The increase will cost the city $1.4 million a year, but officials expect departments to be able to offset the costs within their own budgets, she said.
Much of the municipal discussion around a $15 minimum wage has been focused on the private sector and providing workers a living wage, said Brooks Rainwater, senior executive and director of the National League of Cities’ Center for City Solutions. But the tight labor market has pushed the private sector to increase wages, in many cases created a de facto $15 an hour minimum wage even without state and local mandates. The fact some cities are focused exclusively on raising wages for their own employees speaks to the workforce issues they have encountered during the pandemic, Rainwater said.
“There is a really strong focus on retaining and attracting talent,” he said.
Facing worker shortages, other state and local governments have offered hiring bonuses for certain hard-to-fill positions and others are embracing remote work as a way to compete.
For many lawmakers and city officials, increasing municipal salaries is about fairness.
New Orleans Councilmember Jared Brossett, who sponsored legislation to raise wages there, said the driving force behind doing so is to create a more equitable city.

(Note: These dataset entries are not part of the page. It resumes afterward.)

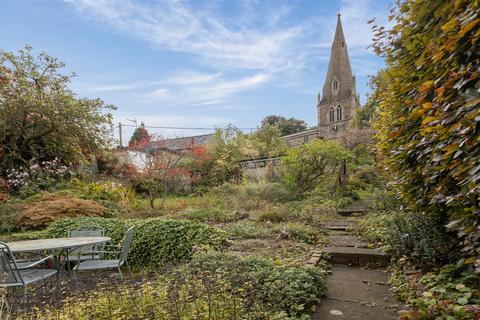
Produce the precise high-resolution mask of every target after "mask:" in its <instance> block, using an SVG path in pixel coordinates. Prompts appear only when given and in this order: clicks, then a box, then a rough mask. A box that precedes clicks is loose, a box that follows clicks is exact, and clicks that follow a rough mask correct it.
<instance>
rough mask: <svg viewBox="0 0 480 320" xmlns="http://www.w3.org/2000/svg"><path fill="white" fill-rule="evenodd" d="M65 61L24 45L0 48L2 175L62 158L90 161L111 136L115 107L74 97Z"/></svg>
mask: <svg viewBox="0 0 480 320" xmlns="http://www.w3.org/2000/svg"><path fill="white" fill-rule="evenodd" d="M63 67H64V64H63V63H61V62H59V61H58V60H57V59H55V58H53V57H50V56H48V55H47V54H45V53H42V54H40V55H39V56H38V57H34V56H33V55H32V49H31V48H30V47H26V48H25V49H23V50H20V51H19V53H18V54H17V55H16V54H13V53H10V52H5V51H0V174H2V175H4V174H5V170H7V169H13V168H20V167H23V168H29V167H30V166H31V165H34V164H40V163H42V162H43V161H50V160H53V159H55V158H58V159H60V161H61V162H62V163H63V164H70V163H81V162H85V161H90V160H91V157H92V155H94V154H96V153H98V152H99V150H102V149H103V148H104V147H105V146H106V144H107V142H108V140H109V137H110V124H111V114H110V113H108V112H109V111H110V110H112V109H114V107H113V106H110V105H106V104H105V103H104V102H103V101H101V100H100V99H87V98H77V97H76V95H75V93H73V92H72V91H71V90H70V89H69V88H68V83H69V82H70V79H71V76H67V75H63V74H61V71H60V69H61V68H63Z"/></svg>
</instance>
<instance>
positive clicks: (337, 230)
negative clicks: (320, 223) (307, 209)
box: [323, 221, 356, 231]
mask: <svg viewBox="0 0 480 320" xmlns="http://www.w3.org/2000/svg"><path fill="white" fill-rule="evenodd" d="M355 226H356V222H355V221H330V222H328V223H327V224H325V225H324V226H323V228H324V229H328V230H332V231H349V230H353V229H355Z"/></svg>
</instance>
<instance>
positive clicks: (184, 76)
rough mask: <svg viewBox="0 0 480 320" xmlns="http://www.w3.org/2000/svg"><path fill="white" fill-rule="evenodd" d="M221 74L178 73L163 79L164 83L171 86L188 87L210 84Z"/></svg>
mask: <svg viewBox="0 0 480 320" xmlns="http://www.w3.org/2000/svg"><path fill="white" fill-rule="evenodd" d="M221 75H222V74H221V73H220V72H217V73H214V74H205V73H199V72H195V71H178V72H175V73H174V74H172V75H171V76H170V77H168V78H167V79H165V82H166V83H168V84H173V85H190V84H195V83H203V82H210V81H212V80H214V79H216V78H218V77H220V76H221Z"/></svg>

“We know there is an affordable housing crisis here and around the country. No family can live off $7.25,” he said in a statement after the bill’s passage, citing the federal minimum wage. “While there is so much work to do to create a more equitable city this is a big first step city workers deserve to not just scrape by, but thrive in the city they so graciously serve.”
The New Orleans City Council voted in October to increase the minimum wage for city workers from $11 to $15 an hour. The wage hike will go into effect next year. A wage hike affecting city contractors will take effect in 2023.

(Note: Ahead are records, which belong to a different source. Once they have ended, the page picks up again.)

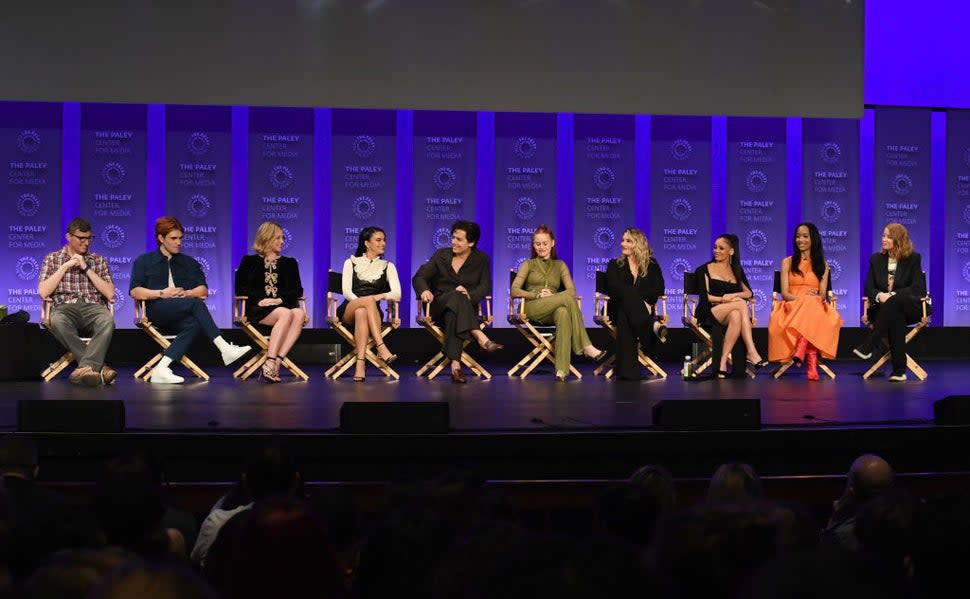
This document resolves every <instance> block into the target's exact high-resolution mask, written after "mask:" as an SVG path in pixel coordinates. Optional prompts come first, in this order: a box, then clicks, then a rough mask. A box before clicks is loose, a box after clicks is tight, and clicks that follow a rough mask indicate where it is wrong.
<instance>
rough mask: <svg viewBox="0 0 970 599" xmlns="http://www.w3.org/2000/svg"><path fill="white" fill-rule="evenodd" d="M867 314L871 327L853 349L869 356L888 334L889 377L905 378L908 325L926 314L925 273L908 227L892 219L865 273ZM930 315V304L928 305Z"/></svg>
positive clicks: (864, 356) (882, 236)
mask: <svg viewBox="0 0 970 599" xmlns="http://www.w3.org/2000/svg"><path fill="white" fill-rule="evenodd" d="M865 292H866V297H867V298H869V311H868V312H867V314H866V316H867V318H868V320H869V323H870V324H871V325H872V331H871V332H870V333H869V336H868V337H867V338H866V340H865V341H864V342H863V343H862V345H860V346H859V347H856V348H855V349H854V350H852V352H853V353H854V354H855V355H857V356H859V357H860V358H862V359H863V360H868V359H869V358H871V357H872V352H873V348H875V347H878V346H879V343H880V339H882V338H883V337H888V338H889V351H890V353H891V354H892V364H893V372H892V374H891V375H890V377H889V380H891V381H894V382H901V381H905V380H906V326H907V325H909V324H912V323H914V322H917V321H919V320H920V318H922V317H923V310H922V299H923V298H924V297H926V277H925V275H924V273H923V263H922V258H921V257H920V255H919V254H918V253H916V252H914V251H913V242H912V240H911V239H910V238H909V232H908V231H907V230H906V227H904V226H903V225H901V224H899V223H890V224H888V225H886V228H885V229H883V231H882V249H881V250H880V251H878V252H876V253H875V254H873V255H872V256H870V257H869V272H868V273H867V274H866V288H865ZM926 309H927V315H929V306H927V307H926Z"/></svg>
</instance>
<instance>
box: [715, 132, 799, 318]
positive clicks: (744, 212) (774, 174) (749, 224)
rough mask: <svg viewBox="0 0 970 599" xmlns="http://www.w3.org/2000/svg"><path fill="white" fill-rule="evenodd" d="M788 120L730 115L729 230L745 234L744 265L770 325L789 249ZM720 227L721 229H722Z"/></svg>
mask: <svg viewBox="0 0 970 599" xmlns="http://www.w3.org/2000/svg"><path fill="white" fill-rule="evenodd" d="M785 126H786V125H785V120H784V119H779V118H729V119H728V165H727V166H728V170H727V176H728V184H727V192H728V193H727V232H728V233H734V234H735V235H737V236H738V238H739V239H740V245H741V247H740V250H741V265H742V266H743V267H744V272H745V275H747V277H748V281H749V282H750V283H751V287H752V289H751V290H752V291H753V292H754V295H755V298H756V299H757V314H758V326H762V327H766V326H768V315H769V314H770V313H771V286H772V281H773V280H774V271H776V270H778V269H779V267H780V265H781V260H782V258H784V257H785V253H786V252H788V251H790V250H789V248H788V245H789V243H788V239H789V238H790V235H789V233H788V232H787V231H785V206H786V199H785ZM720 233H721V232H720V231H715V232H714V234H715V235H720Z"/></svg>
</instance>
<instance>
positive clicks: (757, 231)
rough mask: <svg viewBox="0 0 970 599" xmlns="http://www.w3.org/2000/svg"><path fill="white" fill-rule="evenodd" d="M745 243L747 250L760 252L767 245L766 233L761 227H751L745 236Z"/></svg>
mask: <svg viewBox="0 0 970 599" xmlns="http://www.w3.org/2000/svg"><path fill="white" fill-rule="evenodd" d="M745 243H746V245H747V246H748V249H749V250H751V251H752V252H754V253H756V254H760V253H761V252H763V251H764V249H765V248H766V247H767V246H768V235H766V234H765V232H764V231H762V230H761V229H751V230H750V231H748V234H747V235H746V236H745Z"/></svg>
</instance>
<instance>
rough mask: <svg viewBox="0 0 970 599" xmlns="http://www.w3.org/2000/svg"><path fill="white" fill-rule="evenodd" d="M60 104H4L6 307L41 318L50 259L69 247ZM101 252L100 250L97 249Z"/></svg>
mask: <svg viewBox="0 0 970 599" xmlns="http://www.w3.org/2000/svg"><path fill="white" fill-rule="evenodd" d="M61 111H62V107H61V105H60V104H47V103H30V102H0V164H2V165H4V167H5V169H4V170H5V172H6V177H5V178H4V181H3V184H2V187H3V192H2V197H3V205H4V206H6V207H7V209H6V210H3V211H2V212H0V214H2V215H0V223H2V227H3V230H4V232H5V233H6V237H7V240H6V242H5V243H4V244H3V251H2V254H0V260H2V261H3V263H4V264H6V265H7V266H6V267H5V268H3V269H0V273H2V274H0V289H2V292H0V303H2V304H4V305H5V306H7V309H8V311H9V312H16V311H17V310H27V311H28V312H29V313H30V319H31V320H32V321H34V322H37V321H38V320H39V317H40V300H39V299H38V296H37V283H38V280H37V276H38V275H39V274H40V267H41V265H42V264H43V263H44V256H45V255H47V254H48V253H49V252H52V251H54V250H57V249H59V248H60V247H61V246H62V245H64V243H65V239H64V227H63V226H62V225H61ZM95 247H97V246H95Z"/></svg>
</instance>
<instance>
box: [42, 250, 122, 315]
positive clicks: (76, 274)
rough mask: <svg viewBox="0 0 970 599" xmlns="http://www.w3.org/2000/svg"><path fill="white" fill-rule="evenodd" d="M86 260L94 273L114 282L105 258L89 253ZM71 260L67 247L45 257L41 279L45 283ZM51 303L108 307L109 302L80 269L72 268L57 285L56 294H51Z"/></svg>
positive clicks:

A spokesman for Mayor LaToya Cantrell said the municipal worker wage increase would cost the city about $10.2 million a year.
The Tallahassee City Commission also approved a plan this summer to raise the minimum wage for municipal workers to $15 an hour.
The ability to raise municipal wages will vary from larger cities to smaller municipalities. It would likely be much more costly to enact a $15 an hour minimum wage in a state that does not set its own minimum wage and uses the federal government’s $7.25 wage, than in a state that has a higher wage in place, Rainwater said.
When municipalities have raised the minimum wage for businesses, it tends to create a ripple effect that increases wages in surrounding areas, Rainwater said, expecting the same could be true for municipal worker wages. If cities are not in the financial position to raise wages right away, Rainwater said they could look to phase in those increases over time.
Andrea Noble is a staff correspondent with Route Fifty.